Good finds in Frankfort

 


Courtesy Buffalo Trace Distillery


Tell me about some ways to spend my free time.

• The Kentucky Historical Society gives tours of the Old State Capitol, opened in 1830 and one of the first examples of Greek Revival architecture west of the Allegheny Mountains.

• On a bluff above downtown, the recently renovated Kentucky Military History Museum looks like the arsenal that it is. History is told through weapons such as a sword from the Mexican War.

•  It seems bourbon and chocolate have always been best friends, but in 1936, when Ruth Booe put them together, her pairing was innovative. Booe’s candy company, Rebecca Ruth, continues today in a white-clapboard house a few blocks from the state Capitol. Tours include tastes.

• The Kentucky State Capitol’s elegant interiors are made from white Georgia marble, gray Tennessee marble, green Italian marble and Vermont granite. Oil paintings above grand staircases depict Daniel Boone and his days on the Kentucky frontier.
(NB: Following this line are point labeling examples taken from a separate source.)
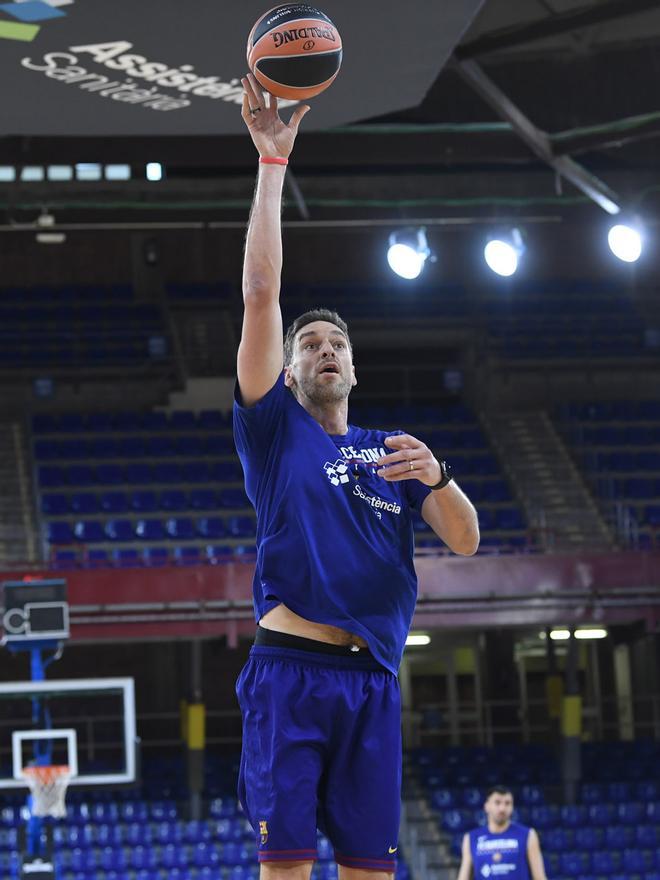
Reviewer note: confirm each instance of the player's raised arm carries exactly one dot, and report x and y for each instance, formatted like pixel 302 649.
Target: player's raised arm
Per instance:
pixel 260 357
pixel 465 871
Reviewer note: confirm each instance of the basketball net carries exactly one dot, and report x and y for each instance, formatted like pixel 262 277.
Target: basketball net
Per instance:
pixel 48 786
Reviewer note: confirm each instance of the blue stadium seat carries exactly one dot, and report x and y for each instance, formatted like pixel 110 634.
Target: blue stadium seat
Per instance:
pixel 606 861
pixel 218 444
pixel 81 475
pixel 120 530
pixel 444 799
pixel 212 419
pixel 180 527
pixel 50 476
pixel 131 446
pixel 195 472
pixel 64 560
pixel 183 419
pixel 109 474
pixel 509 518
pixel 138 474
pixel 234 498
pixel 602 813
pixel 167 472
pixel 160 446
pixel 150 530
pixel 630 812
pixel 211 527
pixel 89 531
pixel 190 555
pixel 95 558
pixel 241 527
pixel 225 472
pixel 573 815
pixel 113 502
pixel 60 533
pixel 574 864
pixel 589 838
pixel 218 553
pixel 619 836
pixel 54 503
pixel 204 499
pixel 189 445
pixel 144 501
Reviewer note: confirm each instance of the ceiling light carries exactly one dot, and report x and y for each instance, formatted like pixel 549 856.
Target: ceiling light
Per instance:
pixel 625 242
pixel 503 254
pixel 418 639
pixel 407 253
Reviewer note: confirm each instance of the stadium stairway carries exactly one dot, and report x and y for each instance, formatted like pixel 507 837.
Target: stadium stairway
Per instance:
pixel 17 518
pixel 549 487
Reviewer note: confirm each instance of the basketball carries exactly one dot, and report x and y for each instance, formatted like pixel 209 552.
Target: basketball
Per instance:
pixel 294 51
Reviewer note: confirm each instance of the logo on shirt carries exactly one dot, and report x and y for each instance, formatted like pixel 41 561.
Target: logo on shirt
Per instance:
pixel 336 472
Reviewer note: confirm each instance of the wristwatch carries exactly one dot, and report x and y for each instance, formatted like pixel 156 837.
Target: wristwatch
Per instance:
pixel 446 476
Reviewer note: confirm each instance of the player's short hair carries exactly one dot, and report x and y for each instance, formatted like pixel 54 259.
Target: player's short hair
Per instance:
pixel 309 318
pixel 498 789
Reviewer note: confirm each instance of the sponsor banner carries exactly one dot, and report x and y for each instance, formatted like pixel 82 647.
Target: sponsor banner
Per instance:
pixel 118 67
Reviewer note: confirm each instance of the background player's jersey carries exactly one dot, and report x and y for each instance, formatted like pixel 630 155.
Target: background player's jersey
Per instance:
pixel 500 855
pixel 335 541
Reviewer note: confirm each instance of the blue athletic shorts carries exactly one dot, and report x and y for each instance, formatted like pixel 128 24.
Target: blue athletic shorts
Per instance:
pixel 321 749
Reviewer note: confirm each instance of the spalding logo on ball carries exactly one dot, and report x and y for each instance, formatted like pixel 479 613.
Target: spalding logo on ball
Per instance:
pixel 294 51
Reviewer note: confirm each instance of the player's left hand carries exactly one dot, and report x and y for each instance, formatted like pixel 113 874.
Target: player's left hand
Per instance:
pixel 410 460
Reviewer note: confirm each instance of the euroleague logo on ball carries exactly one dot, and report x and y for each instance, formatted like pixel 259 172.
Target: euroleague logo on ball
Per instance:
pixel 294 51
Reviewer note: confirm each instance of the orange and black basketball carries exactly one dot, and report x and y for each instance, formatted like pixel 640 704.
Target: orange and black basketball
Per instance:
pixel 294 51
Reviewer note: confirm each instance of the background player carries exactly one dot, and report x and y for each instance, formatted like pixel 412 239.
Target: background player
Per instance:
pixel 501 848
pixel 335 584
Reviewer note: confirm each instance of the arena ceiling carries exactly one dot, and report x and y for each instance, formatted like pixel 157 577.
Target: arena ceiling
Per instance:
pixel 548 101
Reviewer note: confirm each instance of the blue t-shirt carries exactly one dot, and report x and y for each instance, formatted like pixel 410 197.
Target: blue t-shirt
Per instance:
pixel 334 540
pixel 500 855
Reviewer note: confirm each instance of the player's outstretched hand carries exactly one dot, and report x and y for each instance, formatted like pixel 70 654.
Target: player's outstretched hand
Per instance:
pixel 410 460
pixel 271 136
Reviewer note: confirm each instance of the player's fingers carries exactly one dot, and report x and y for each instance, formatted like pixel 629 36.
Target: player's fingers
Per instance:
pixel 257 91
pixel 297 116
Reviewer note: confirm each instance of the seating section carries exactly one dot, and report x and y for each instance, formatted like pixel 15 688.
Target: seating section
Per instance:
pixel 613 831
pixel 64 327
pixel 564 320
pixel 129 835
pixel 112 485
pixel 454 433
pixel 617 445
pixel 125 489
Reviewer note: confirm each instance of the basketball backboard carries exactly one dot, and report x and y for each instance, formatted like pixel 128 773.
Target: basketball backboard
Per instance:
pixel 87 724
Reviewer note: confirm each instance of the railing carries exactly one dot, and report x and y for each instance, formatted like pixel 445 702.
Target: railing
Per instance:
pixel 432 724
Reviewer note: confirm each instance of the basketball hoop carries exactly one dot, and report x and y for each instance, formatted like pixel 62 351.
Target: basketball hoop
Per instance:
pixel 48 785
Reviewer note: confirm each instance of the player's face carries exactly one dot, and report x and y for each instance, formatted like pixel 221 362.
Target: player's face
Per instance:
pixel 322 365
pixel 499 808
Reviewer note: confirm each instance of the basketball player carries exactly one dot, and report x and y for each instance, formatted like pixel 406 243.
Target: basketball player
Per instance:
pixel 501 848
pixel 335 585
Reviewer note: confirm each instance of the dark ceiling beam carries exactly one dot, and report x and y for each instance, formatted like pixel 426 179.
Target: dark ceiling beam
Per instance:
pixel 537 140
pixel 552 26
pixel 585 142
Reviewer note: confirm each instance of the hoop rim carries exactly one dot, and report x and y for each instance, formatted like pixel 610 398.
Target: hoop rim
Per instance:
pixel 46 772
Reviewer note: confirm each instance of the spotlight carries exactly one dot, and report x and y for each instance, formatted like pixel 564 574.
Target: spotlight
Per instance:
pixel 46 233
pixel 407 253
pixel 625 242
pixel 503 254
pixel 154 171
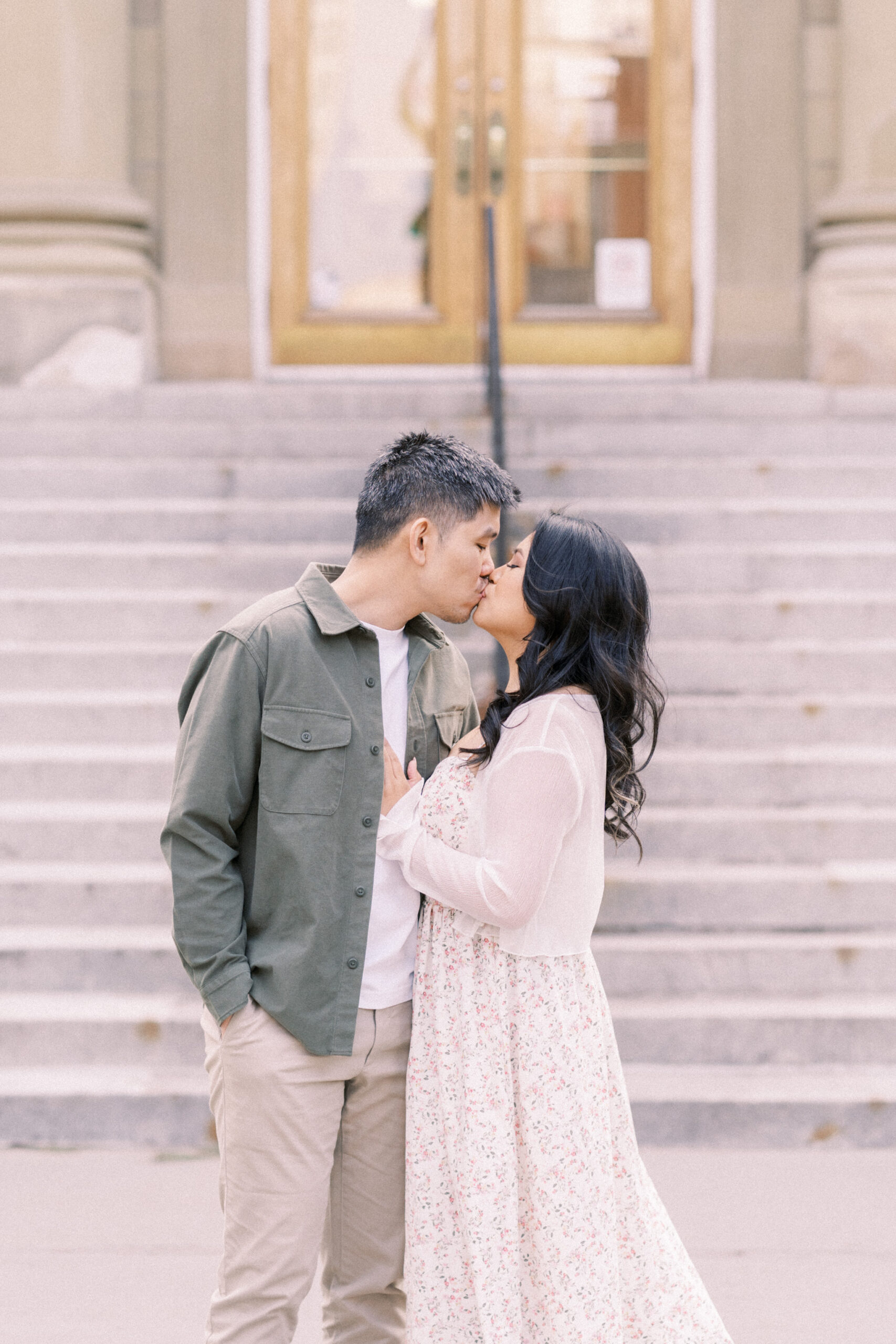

• See Kentucky’s wild side at Salato Wildlife Education Center. Indoor exhibits display snakes and working bees and detail records for various fishing catches. Outside are trails, picnic areas, fishing lakes and a dragonfly marsh, as well as exhibits where bobcats, bison, elk and other native animals live in large enclosures.

•  Experience art and Kentucky’s scenic beauty on a stroll through Josephine Sculpture Park, where 20 sculptures are displayed along paths on 10 acres of rolling hills.

For a true taste of Frankfort.
Downtown offers a range of restaurants.  Sandwiches and soups are homemade at the Kentucky Coffeetree Cafe, in a bookstore that adjoins a Kentucky crafts store. A few storefronts down on St. Clair Mall, a pedestrian area, Serafini blends Italy and the Bluegrass in dishes such as an Italian country ham-and-cheese dip. Serafini has banquet rooms for small groups.

Near Buffalo Trace Distillery, Jim’s Seafood is next to  the dam at Lock Four on the Kentucky River; a banquet room is available. The Meeting House Bed and Breakfast and Cafe is a pre-Civil War home where lunch and special meals can be arranged.